#### Answer

$640$

#### Work Step by Step

If we have two groups with $n$ and $m$ objects and we choose $r(r\leq n)$ and $s(s\leq m)$ objects from the two groups where the order doesn't matter then the number of combinations is: $C(n,r)C(m,s).$ (Similarly for more than $2$ groups.)
We know that $C(n,r)=\frac{n(n-1)(n-2)...(n-r+1)}{r!}$.
Also $C(n,0)=1$ by convention.

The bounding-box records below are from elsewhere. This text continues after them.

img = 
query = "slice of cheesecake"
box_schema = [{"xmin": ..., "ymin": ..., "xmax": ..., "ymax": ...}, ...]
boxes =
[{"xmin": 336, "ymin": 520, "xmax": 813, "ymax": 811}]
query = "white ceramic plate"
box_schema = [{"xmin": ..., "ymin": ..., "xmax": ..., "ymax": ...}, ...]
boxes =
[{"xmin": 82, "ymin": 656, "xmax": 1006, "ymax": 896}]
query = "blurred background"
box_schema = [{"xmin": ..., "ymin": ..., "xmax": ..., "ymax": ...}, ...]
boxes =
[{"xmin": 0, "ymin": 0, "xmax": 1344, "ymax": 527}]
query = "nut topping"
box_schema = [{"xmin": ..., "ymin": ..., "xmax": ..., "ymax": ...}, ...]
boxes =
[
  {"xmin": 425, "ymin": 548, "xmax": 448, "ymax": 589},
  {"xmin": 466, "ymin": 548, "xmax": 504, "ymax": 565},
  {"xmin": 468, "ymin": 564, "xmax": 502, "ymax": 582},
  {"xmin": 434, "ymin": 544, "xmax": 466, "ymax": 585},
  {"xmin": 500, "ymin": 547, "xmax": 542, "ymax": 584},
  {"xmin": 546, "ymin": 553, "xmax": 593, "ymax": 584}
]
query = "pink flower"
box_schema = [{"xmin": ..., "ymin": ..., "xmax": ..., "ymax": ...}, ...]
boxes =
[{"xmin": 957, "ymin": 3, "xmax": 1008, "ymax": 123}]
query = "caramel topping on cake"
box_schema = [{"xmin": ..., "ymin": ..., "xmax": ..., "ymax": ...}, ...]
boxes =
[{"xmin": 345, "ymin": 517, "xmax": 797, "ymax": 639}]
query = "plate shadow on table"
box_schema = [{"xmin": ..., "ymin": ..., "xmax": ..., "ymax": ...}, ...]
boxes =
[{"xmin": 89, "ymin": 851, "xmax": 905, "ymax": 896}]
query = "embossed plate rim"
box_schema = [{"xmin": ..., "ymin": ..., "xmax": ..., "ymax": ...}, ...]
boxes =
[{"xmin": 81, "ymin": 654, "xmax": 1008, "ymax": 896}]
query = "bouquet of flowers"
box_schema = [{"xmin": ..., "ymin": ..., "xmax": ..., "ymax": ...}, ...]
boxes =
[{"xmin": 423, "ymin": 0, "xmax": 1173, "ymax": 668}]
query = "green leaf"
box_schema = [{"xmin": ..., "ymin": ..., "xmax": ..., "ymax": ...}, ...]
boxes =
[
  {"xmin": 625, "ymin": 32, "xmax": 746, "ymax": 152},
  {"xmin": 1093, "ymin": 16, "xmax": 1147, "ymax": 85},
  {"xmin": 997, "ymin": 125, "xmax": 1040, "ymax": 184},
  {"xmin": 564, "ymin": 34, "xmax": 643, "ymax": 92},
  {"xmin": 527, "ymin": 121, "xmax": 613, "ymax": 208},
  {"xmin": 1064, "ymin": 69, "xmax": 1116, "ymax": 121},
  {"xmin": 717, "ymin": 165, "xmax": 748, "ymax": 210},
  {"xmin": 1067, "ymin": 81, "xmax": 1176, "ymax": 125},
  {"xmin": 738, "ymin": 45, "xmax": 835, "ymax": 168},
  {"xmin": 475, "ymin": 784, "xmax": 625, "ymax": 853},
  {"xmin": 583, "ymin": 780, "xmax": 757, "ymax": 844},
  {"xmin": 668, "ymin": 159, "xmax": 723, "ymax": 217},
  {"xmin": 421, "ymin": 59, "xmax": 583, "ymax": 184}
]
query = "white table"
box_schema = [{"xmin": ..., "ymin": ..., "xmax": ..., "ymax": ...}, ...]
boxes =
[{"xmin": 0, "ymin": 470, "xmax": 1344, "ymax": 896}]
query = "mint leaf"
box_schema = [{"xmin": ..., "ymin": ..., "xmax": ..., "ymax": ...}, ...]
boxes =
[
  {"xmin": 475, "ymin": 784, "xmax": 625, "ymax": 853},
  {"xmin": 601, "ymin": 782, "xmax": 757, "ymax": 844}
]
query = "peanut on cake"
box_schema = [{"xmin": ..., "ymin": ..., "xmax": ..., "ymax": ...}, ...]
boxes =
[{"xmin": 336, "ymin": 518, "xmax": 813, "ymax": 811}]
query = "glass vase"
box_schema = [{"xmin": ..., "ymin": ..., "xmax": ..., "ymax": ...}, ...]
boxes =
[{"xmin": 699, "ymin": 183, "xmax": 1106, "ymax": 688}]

Also $C(n,r)=C(n,n-r).$
a) Hence here $C(5,1)C(8,3)=\frac{5}{1}\frac{8\cdot7\cdot6}{3\cdot2\cdot1}=5\cdot56=280$.
b)Hence here $C(5,2)C(8,2)=\frac{5\cdot4}{2\cdot1}\frac{8\cdot7}{2\cdot1}=10\cdot28=280$.

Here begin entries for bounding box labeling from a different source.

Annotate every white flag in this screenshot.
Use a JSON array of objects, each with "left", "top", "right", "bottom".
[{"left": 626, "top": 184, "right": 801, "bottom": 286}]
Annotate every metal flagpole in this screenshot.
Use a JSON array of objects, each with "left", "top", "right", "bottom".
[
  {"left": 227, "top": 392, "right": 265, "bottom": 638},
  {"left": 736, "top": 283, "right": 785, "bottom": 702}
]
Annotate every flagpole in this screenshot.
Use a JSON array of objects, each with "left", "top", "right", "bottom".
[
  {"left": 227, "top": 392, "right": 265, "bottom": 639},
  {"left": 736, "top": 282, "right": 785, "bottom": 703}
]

c)Exactly 1 man:$280$, exactly 2 men:$280$, exactly $3$ men: $C(5,3)C(8,1)=\frac{5\cdot4\cdot3}{3\cdot2\cdot1}\frac{8}{1}=10\cdot8=80$.
Hence in total: $280+280+80=640.$ (The commitee can't have 4 men because it has to have at least 1 woman.)